February 3, 2022 - 11:00am to 12:00pm
University of California San Diego
Abstract: Exploring and understanding new quantum materials with advanced properties tied to their nontrivial magnetic and electronic structures has been a central focus of modern condensed matter physics over the past few decades. The success of these efforts relies simultaneously on advances in theory, material synthesis, and development of new, sensitive metrology tools to characterize the key material properties at the nanoscale. Nitrogen-vacancy (NV) centers, optically active atomic spin defects in diamond, are naturally relevant in this context due to their single-spin sensitivity, excellent quantum coherence, unprecedented spatial resolution, and remarkable functionality over a broad temperature range. Serving as a local probe of multiple degrees of freedom, NV centers are ideally posed to investigate the fundamental correlations between microscopic magnetic textures and underlying charge, thermal transport properties of quantum materials. In this talk, I will present our recent work on using NV centers to perform quantum sensing and imaging of emergent condensed matter systems. Specifically, we utilized NV wide-field method to probe the exotic spin properties of intrinsic topological magnets and antiferromagnetic Weyl semimetals, revealing the fundamental physics underlying the diffusive spin transport, magnetic phase transitions, spin fluctuations, and spin-current driven magnetic switching behaviors at the nanoscale.

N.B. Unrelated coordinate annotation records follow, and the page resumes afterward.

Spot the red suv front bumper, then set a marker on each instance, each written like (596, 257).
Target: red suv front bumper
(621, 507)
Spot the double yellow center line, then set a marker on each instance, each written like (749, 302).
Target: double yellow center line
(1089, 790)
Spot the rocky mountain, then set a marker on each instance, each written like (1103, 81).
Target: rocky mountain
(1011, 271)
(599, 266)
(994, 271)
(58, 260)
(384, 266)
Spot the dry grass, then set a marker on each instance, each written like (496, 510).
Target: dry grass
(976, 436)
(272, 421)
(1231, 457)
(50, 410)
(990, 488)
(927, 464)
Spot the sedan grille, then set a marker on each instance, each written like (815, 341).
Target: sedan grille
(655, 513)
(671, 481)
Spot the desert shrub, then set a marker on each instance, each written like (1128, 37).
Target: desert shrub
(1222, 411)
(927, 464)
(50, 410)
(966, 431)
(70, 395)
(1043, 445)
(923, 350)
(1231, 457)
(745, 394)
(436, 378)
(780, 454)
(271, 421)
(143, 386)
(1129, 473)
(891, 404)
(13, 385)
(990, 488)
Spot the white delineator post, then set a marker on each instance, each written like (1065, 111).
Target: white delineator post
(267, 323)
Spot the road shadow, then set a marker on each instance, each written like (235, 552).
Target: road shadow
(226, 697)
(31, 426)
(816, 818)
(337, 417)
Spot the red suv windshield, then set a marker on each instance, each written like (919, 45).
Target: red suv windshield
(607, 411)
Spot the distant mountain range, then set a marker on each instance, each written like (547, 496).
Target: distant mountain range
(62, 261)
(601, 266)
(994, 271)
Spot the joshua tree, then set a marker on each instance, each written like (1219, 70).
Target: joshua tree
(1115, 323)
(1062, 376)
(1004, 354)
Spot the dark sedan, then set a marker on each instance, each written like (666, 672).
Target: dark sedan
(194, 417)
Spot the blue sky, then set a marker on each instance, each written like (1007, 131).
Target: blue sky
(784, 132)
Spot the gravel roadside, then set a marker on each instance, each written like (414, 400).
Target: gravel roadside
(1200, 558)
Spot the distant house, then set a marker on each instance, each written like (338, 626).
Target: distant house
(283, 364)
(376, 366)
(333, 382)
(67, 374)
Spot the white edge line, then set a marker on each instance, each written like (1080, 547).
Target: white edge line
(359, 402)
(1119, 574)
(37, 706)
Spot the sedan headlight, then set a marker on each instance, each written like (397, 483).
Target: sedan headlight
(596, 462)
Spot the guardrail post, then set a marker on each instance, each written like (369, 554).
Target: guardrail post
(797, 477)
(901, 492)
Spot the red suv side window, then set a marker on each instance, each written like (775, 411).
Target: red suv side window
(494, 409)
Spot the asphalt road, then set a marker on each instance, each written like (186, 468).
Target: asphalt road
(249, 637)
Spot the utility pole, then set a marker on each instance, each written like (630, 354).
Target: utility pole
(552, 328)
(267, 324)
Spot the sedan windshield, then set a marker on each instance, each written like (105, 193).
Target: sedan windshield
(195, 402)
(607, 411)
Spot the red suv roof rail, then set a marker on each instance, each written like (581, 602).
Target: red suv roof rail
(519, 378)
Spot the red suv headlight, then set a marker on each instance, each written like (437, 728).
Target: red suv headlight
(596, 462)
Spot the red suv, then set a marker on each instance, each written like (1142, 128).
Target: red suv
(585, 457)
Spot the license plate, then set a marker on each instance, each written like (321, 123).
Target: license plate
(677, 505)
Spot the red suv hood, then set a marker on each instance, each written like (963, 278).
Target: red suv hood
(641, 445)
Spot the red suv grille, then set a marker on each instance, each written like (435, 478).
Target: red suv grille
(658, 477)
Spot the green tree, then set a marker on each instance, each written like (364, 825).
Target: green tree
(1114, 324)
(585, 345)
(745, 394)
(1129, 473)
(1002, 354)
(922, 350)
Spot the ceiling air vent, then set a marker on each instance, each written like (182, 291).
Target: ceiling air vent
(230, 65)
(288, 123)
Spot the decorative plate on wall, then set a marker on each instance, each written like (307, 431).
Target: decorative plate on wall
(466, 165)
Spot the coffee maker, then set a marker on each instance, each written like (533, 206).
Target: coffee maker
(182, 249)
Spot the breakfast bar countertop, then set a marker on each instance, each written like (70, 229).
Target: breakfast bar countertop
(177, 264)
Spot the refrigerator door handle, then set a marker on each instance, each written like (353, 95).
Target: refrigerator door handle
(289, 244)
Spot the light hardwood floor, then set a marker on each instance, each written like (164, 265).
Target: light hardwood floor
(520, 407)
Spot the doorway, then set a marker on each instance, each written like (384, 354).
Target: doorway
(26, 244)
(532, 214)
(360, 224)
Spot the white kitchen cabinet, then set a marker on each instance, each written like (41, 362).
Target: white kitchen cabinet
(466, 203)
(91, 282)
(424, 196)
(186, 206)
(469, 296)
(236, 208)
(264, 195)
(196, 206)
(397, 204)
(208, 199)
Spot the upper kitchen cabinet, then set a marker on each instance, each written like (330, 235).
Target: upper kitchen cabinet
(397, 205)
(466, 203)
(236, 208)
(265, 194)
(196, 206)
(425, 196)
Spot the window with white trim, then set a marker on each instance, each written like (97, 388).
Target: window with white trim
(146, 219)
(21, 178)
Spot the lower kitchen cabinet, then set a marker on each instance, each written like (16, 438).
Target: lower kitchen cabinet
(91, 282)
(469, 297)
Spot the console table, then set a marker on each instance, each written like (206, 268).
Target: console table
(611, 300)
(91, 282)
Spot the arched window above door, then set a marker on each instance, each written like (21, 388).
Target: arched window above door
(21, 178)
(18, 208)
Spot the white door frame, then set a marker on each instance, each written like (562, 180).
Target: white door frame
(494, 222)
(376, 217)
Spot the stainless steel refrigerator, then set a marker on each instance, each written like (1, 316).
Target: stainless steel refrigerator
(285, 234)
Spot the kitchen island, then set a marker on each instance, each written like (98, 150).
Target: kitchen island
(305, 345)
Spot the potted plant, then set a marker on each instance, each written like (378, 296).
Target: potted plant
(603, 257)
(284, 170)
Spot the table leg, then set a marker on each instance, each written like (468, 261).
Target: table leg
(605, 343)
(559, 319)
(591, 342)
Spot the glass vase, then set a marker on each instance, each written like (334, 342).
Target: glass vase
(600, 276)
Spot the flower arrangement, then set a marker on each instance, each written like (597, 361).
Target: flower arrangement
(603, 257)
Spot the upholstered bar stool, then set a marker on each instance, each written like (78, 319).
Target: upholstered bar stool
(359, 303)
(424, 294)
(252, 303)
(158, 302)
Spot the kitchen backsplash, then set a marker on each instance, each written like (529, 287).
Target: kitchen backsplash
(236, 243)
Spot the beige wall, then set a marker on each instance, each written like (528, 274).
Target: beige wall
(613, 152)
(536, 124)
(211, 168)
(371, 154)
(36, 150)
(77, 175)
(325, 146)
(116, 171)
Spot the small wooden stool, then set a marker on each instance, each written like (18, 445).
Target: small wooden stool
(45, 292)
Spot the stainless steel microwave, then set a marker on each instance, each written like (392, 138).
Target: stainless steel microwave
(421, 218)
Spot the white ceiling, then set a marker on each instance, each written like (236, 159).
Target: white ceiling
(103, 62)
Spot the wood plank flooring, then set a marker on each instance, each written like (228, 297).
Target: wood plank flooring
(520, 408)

Our results demonstrate the unique capabilities of NV centers in accessing the local information of magnetic order and dynamics in these emergent material systems and suggest new opportunities for investigating the interplay between topology, electron correlations, and magnetism in a broad range of quantum materials.
Short Bio: Hailong Wang is a research scientist at Center for Memory and Recording Research at University of California, San Diego (UCSD). He received his B.S. in physics from East China Normal University in 2010, and Ph.D. in physics from The Ohio State University in 2015. He worked as a postdoctoral fellow at The Pennsylvania State University and Massachusetts Institute of Technology from 2015 to 2019 before joining UCSD. Hailong’s current research focuses on synthesis of quantum materials and developing quantum sensing techniques for studying emergent condensed matter systems.